La préférence nationale des microbes et autres fadaises

La présidente du Front National et candidate aux prochaines élections présidentielles souhaite supprimer l’Aide Médicale d’Etat. Un projet absurde et dangereux.

La présidente du Front National (FN) et candidate aux prochaines élections présidentielles ne cesse de clamer à longueur d’émission qu’elle Présidente supprimerait l’Aide Médicale d’Etat (AME). Ceci nous montre encore une fois le degré d’amateurisme de ce parti et le danger que représenterait son accession au pouvoir.

Tout d’abord pour être éligible à l’AME, le bénéficiaire doit être sur le territoire français en situation irrégulière, depuis plus de 3 mois de manière ininterrompue et être sous un plafond de ressources, ce qui en creux laisse entendre que l’on peut être salarié en France et en situation irrégulière. Une précarité dont profite un certain de type de patronat peu scrupuleux et rend d’autant plus fragile la situation de ces travailleurs qui par ailleurs payent leurs cotisations au pays. Les travailleurs sans papiers doivent être tous régularisés.

Ensuite, il est stupide d’imaginer que c’est l’AME ou les autres prestations sociales qui attirent les migrants sur notre territoire. D’ailleurs, ils ne viennent  pas en masse contrairement aux dires du FN, le solde migratoire est plutôt stable. Il estimé par l’INSEE à +47.000 personnes en 2016, alors qu’il était de +112.000 en 2006. Ce solde tient compte des arrivées mais aussi des sorties. Et s’il y a des sorties, c’est bien que ce n’est pas un « Eldorado social » que les migrants viennent chercher en France. Qui peut penser une seule seconde qu’avant le départ de leur pays, ces gens comparent le système social le plus offrant  pour choisir leur destination ? Sur catalogue peut-être…le Guide du Routard des Sécu ou Trip Advisor des Assurances Maladies… Bref, tout ça n’est qu’un mensonge qui  masque mal la haine de l’étranger.
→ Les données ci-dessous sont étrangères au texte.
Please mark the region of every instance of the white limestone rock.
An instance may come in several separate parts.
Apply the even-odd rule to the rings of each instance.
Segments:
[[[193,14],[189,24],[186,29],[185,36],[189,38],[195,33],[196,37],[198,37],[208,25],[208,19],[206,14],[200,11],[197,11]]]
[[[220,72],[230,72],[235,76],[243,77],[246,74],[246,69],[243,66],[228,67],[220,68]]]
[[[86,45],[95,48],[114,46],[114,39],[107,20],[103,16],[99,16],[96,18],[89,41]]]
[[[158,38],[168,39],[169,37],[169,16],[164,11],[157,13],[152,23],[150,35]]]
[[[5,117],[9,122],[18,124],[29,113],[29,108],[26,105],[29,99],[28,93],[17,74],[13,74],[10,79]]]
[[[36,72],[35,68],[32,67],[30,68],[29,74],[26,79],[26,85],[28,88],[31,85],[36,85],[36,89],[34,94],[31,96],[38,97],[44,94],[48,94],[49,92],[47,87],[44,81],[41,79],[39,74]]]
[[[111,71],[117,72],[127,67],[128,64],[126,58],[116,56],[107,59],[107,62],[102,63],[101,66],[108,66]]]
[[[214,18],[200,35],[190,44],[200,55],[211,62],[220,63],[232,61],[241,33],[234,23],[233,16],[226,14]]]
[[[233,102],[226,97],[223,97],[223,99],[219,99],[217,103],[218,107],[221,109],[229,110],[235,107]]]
Vouloir supprimer l’AME, c’est aussi méconnaitre totalement les problématiques de santé publique. Mais dans ce parti on n’est pas à une méconnaissance près, on les enchaîne plutôt, on les enfile comme des perles sur un collier d’ignorance qu’on exhibe fièrement le sourire niais sur les plateaux TV. C’est grâce à un système de prise en charge et de prévention efficace que l’on traite et prévient les épidémies. Car les microbes n’ont pas de frontières ! Supprimer l’AME et les ressortissants étrangers, déjà précarisés par leur voyage, leurs conditions de vie une fois en France, souvent en promiscuité, seront victimes de graves pathologies infectieuses qui dissémineront : tuberculose, gale, rougeole, choléra… Un sentiment humain devrait nous insurger contre la possibilité de l’absence de traitement pour ces personnes. Si malgré tout ce n’est pas le cas, et bien, la peur des épidémies  pourrait peut-être secouer ces illustrissimes démographes et épidémiologistes du FN et leur redonner la raison.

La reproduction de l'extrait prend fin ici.